Entertainment

George Clooney’s Latest Oscar Bait

todayOctober 26, 2017

Background

His new movie boldly reveals that suburbs are not always tranquil and idyllic. You’ll be shocked! George Clooney received Academy Award nominations in 2005, 2007, 2009, 2011, and 2012. Now he’s in a five-year drought, and he would really like another Oscar nomination this year — which explains why he took a tired film-noir script that’s been gathering dust since the 1990s and tried to make it into a parable about the evils of racism.

Clooney’s sixth film as a director (after Confessions of a Dangerous Mind, Good Night and Good Luck, Leatherheads, The Ides of March, and The Monuments Men) is Suburbicon, a misbegotten mashup of camp, satire, noir, and social commentary based on a Joel and Ethan Coen script from last century. Matt Damon, in deadpan mode, plays a virtual clone of the William H. Macy figure in Fargo, this time in a bedsheet-white 1950s suburb where his businessman character, Gardner, lives with his wife (Julianne Moore) and their grade-school-age son (Noah Jupe), with frequent visits from his wife’s twin sister (also played by Moore). The script’s obvious debts to Fargo and Double Indemnity shed light on why it was never filmed in all these years: Except for a couple of fairly enticing twists, it’s too derivative. It plays like a discarded early draft.

Clooney and his writing and producing partner Grant Heslov, however, believe they’ve hit on a way to freshen things up and get them back in the race for another Oscar (which they jointly won along with Ben Affleck for producing Argo in 2012). Clooney says, in press notes for Suburbicon, “It seems like a good time for a film that feels angry.” And what is Clooney angry about? Race.

Stapled onto the Fargo-type story is one about racism. Next door to Gardner’s home in a Levittown-style model community is a family that is new to the neighborhood: a black couple and their son, who is about the same age as Gardner’s boy. Neighbors, starting with the mailman who can’t believe the lady of the house is not its maid, freak out, start holding urgent meetings to discuss the “problem,” and eventually surround and terrorize the household in a frenzy of racism.

Something like this did happen, in the Philadelphia suburb of Levittown, Pa., in 1957. The first black couple to move into the development, William and Daisy Myers, were besieged and subjected to cross burnings and racist catcalls. Rocks were thrown through their windows and hundreds of people gathered outside their house to taunt and harass them. A movie that focused on what their family went through could have a lot of value, but Suburbicon is not that movie. The three Myers characters combined get maybe one or two pages of dialogue sprinkled through the script so sparingly that we never get to know them. Their purpose is strictly to provide background, decoration, social-justice wainscoting. They don’t play any real role in the plot but are on hand strictly to imbue the film with an unearned aura of importance. Back at Gardner’s house, unexplained events keep bewildering the young son, and Clooney does manage to keep the audience off balance for a while, though this merely amounts to withholding information. At its best, the middle of the movie has a couple of engaging scenes featuring Oscar Isaac, playing an insurance investigator. But then a preposterous third act breaks the spell.
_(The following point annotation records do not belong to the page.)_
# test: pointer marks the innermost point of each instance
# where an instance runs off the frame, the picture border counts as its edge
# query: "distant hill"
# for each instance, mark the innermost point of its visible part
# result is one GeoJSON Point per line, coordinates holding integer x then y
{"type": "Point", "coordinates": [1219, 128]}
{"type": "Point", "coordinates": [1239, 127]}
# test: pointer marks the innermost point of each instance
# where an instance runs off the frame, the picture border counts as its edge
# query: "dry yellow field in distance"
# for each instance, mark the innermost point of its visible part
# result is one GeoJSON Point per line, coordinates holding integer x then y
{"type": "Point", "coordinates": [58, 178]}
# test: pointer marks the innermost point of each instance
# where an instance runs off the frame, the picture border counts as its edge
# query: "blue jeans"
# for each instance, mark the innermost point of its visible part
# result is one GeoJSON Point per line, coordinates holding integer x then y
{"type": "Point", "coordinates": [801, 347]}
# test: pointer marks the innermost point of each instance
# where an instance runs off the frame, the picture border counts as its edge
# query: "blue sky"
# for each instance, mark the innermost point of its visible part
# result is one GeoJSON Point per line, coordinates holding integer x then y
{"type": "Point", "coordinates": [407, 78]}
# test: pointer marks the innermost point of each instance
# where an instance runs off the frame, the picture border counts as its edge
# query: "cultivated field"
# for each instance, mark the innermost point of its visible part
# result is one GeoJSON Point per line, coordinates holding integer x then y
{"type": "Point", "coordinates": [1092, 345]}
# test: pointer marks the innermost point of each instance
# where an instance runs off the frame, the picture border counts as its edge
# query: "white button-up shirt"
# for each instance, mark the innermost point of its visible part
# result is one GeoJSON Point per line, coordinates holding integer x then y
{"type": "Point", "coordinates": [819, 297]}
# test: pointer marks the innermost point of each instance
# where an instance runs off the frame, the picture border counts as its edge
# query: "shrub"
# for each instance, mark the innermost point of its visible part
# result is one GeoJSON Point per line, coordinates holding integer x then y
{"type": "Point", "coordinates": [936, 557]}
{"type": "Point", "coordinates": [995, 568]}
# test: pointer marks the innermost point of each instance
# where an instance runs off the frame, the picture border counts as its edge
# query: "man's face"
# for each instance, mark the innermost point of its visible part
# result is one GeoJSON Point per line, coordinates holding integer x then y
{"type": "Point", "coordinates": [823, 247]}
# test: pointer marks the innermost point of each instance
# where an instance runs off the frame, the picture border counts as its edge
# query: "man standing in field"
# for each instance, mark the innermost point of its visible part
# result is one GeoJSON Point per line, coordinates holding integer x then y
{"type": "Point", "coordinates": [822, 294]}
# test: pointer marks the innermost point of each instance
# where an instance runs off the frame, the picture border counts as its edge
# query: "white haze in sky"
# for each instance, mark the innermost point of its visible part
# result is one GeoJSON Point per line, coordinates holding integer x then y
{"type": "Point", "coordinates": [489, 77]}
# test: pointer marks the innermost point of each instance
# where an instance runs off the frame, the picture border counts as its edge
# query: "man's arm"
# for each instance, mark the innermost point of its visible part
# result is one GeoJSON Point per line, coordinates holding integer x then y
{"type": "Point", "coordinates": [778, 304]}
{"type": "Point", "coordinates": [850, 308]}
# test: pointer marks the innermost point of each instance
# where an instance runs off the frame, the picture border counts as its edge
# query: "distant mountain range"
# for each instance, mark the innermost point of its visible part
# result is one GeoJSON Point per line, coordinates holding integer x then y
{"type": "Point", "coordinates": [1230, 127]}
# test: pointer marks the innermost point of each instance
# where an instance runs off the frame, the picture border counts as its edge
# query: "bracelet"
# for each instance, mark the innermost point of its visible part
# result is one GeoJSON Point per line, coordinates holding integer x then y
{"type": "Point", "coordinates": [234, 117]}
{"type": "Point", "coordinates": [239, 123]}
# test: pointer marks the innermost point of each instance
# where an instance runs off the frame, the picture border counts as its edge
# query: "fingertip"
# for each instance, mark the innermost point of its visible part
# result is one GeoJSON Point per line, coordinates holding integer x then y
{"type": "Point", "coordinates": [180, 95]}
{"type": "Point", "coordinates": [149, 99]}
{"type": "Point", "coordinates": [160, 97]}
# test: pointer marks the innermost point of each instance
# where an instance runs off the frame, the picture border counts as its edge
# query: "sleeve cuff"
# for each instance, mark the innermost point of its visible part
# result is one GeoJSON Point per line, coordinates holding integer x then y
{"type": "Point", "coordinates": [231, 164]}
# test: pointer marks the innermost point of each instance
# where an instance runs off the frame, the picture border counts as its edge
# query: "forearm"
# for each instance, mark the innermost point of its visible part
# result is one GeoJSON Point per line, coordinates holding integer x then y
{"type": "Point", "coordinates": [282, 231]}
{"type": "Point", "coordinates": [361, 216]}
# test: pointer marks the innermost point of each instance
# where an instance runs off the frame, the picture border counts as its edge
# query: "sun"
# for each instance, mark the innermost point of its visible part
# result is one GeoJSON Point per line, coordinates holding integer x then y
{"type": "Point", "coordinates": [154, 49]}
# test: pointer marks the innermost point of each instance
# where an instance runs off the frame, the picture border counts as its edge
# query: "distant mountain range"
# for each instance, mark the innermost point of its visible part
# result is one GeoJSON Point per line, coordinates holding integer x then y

Why did Clooney throw these two families — the silent, suffering black trio and the increasingly chaotic white folks next door — into the same movie? The thematic link is that both stories supposedly rip the mask off the Dark Face of Suburbia. Everything looks so geometrically orderly from a distance, you see, but up close? Dark, my friends, dark. Chilling, even. Horrific, at times. This is such a groundbreaking point that it has never before been considered in the history of cinema, except in American Beauty, The Stepford Wives, The Ice Storm, Blue Velvet, Donnie Darko, Happiness, Revolutionary Road, The Virgin Suicides, Little Children, Imaginary Heroes, Pleasantville, Serial Mom, Stuck in the Suburbs, The End of Suburbia, Escape from Suburbia, SubUrbia, etc. It seems likely that more Americans may have been murdered via horrific and hilarious means in movies about suburbs than in the actual suburbs where most Americans live. You think you’re normal, but you’re not is the urgent, even angry message Clooney, Damon, et al. wish to convey. Movies involve projection in more ways than one.